A ação civil pública foi inicialmente proposta pela Empresa Brasileira de Correios e Telégrafos (ECT), devido à ocupação de escadarias e marquises do prédio da instituição, localizado na avenida Presidente Vargas. Durante o processo, o MPF atuou para garantir a proteção dos direitos das pessoas em situação de rua, cobrando medidas efetivas e humanizadas, além de evitar remoções forçadas.
De acordo com relatórios técnicos e vistorias realizadas pelo MPF, as pessoas que utilizavam o local como abrigo enfrentavam condições precárias, como problemas de saúde, falta de documentação e ausência de vagas suficientes na rede pública de acolhimento.
Multas por descumprimento
A sentença consolidou duas penalidades financeiras aplicadas ao município.
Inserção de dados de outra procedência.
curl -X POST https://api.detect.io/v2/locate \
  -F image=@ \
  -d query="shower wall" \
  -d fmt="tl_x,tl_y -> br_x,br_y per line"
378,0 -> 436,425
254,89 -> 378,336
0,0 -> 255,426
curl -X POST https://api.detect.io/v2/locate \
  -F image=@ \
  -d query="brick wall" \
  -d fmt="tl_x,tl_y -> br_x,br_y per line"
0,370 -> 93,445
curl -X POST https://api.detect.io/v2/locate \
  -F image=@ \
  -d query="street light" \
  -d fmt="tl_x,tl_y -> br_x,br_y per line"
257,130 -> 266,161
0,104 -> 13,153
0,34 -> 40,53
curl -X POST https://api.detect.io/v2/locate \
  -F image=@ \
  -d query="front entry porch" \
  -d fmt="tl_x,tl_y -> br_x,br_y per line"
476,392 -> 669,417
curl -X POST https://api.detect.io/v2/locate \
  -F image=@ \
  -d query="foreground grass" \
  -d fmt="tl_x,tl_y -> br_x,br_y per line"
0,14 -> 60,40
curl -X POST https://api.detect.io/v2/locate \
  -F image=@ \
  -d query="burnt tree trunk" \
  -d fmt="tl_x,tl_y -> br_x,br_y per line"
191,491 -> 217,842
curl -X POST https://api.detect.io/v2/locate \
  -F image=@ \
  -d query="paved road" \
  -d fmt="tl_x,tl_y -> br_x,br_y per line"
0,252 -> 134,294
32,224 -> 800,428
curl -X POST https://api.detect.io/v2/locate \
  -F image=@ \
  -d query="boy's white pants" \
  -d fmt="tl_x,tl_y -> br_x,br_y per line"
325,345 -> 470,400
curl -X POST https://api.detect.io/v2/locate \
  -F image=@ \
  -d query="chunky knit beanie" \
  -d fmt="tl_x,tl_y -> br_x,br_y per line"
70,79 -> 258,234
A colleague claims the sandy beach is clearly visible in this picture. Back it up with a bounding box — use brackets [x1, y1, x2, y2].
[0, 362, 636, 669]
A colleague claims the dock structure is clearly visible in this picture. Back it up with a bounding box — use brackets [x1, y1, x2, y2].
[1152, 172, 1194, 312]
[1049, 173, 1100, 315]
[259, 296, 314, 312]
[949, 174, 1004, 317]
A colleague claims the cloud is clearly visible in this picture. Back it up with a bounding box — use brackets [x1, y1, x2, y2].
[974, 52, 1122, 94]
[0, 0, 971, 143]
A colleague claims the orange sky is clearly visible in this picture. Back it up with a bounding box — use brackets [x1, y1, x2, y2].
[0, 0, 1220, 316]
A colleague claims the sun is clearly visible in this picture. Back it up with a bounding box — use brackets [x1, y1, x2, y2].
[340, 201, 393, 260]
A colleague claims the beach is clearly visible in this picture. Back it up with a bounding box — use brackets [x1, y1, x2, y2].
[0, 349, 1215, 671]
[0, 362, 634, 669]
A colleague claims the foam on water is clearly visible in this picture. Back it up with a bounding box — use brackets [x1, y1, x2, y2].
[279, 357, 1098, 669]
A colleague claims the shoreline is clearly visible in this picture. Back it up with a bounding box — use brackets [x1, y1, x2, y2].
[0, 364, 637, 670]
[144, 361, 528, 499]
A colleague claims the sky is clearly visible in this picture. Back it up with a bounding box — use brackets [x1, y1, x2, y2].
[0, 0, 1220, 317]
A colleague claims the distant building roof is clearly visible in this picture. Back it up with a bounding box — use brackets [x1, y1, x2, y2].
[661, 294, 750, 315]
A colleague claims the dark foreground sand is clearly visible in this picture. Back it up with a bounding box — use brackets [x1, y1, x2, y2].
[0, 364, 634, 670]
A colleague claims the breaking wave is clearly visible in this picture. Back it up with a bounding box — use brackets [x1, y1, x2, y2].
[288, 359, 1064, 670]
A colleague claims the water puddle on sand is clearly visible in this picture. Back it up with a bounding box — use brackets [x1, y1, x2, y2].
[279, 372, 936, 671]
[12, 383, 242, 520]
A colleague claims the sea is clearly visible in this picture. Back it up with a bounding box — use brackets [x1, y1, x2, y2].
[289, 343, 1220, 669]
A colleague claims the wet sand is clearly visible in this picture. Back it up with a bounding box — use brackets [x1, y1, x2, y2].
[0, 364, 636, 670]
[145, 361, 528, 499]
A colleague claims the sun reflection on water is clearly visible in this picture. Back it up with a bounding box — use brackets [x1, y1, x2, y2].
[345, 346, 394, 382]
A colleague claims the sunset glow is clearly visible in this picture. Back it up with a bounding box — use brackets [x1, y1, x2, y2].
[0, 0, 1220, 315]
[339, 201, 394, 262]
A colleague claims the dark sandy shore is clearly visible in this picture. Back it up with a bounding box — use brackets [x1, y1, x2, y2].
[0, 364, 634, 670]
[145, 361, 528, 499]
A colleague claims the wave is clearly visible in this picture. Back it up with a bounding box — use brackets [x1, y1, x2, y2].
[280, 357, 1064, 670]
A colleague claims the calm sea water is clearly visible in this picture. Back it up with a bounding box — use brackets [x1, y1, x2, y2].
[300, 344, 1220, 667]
A primeira, no valor de R$ 122 mil, refere-se à demora na instalação de um abrigo adequado. Já a segunda multa, de R$ 239 mil, foi imposta devido à insuficiência do plano de atendimento psicológico e social destinado a essa população, além da falta de um fluxograma eficiente de atendimento. Os valores ainda serão corrigidos conforme a legislação.
Novas obrigações
A decisão também estabelece uma série de medidas que devem ser cumpridas pela Prefeitura de Belém e pela Funpapa. Entre elas, está a realização de diagnósticos mensais detalhados para identificar o perfil e as necessidades das pessoas em situação de rua que ocupam a área.
Além disso, o município deverá garantir o encaminhamento voluntário e individualizado dessas pessoas para a rede assistencial, incluindo os Centros de Referência Especializados para População em Situação de Rua (Centros POP) e unidades de acolhimento.
Outro ponto da decisão determina que, no prazo de 30 dias, a gestão municipal comprove que o “Espaço Acolher” possui pelo menos 50 leitos em pleno funcionamento, com oferta de alimentação regular, água potável, lavanderia, itens de higiene e local seguro para guarda de pertences.
No mesmo período, deverá ser estruturado um plano adequado de atendimento psicológico e social voltado, especialmente, para pessoas com dependência química.
Para garantir o cumprimento das determinações, a Justiça fixou multa diária de R$ 5 mil em caso de descumprimento. Também foi determinado que o município apresente relatórios de acompanhamento a cada quatro meses, pelo período de um ano.